A woman from Ukraine, who now lives in York, says this weekend she was thinking not about two years of war, but ten.
She says ever since Russian action on the Crimean Peninsula, part of Ukraine, in 2014 her life has been on hold.
Kateryna Minakova comes from Dnipro, which she says used to be central Ukraine but is now more in the east of the country given the Russian occupation. As the world marked the second anniversary of the major invasion by of her country by Russia, she says the West must continue to support her people or risk a wider global conflict.
She was speaking at an exhibition of photos and video at Spark: York taken by local volunteer Edward Matthews.
He hopes to return to the country this year if he can raise enough money.

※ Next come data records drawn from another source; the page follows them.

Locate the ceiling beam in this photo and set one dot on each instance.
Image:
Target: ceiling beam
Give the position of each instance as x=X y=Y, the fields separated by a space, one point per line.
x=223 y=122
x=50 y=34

His photos catalogue the suffering of ordinary people.
Kateryna told YorkMix Radio: “We don’t have enough weapons, we don’t even have enough international support, because there are more and more pro Russian governments all over the world.

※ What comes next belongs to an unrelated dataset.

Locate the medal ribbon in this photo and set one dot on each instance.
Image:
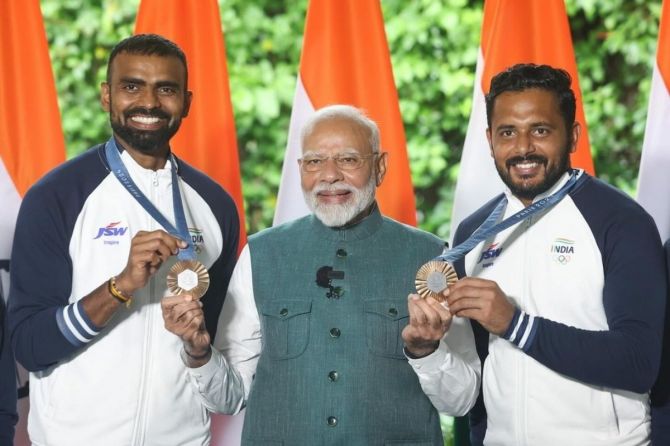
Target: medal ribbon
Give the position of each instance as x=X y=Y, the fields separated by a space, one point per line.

“It’s like a disease that is spreading and if we don’t react fast it will spread all over the globe.
“It’s actually the eleventh year of war for me. I feel that war stole a lot from me, and that we have to finish it soon or Russia will keep invading more territories over and over again.”
She says she can’t let herself become pessimistic about what lies ahead as if she does that she will have to admit that all her adult life will be marred by war.
She hope that the West will continue to back Ukraine in the future and help them fight off the challenge from Vladimir Putin
Edward Matthews was a nightlife photographer in York. Then he took a trip to the edge of the warzone in Eastern Europeand that changed everything.
Two years ago he decided that there was a greater need for his services there.
He says he has been moved by the stories he has heard from people fleeing Russian aggression when crossing the border between Poland and Ukraine almost daily to help deliver food and aid.
He descibe the photo of the Metro carriage above and why it was an important part of his exhibition this weekend.
“It’s an image of the Kharkiv Metro. You see people just on their daily commute around the city. But if you look closely, there’s only one child and one fighting age male.
“Everyone else on the train is elderly. So the demographic suggests that there’s something wrong and above the city everywhere was essentially under siege and constant bombardment.”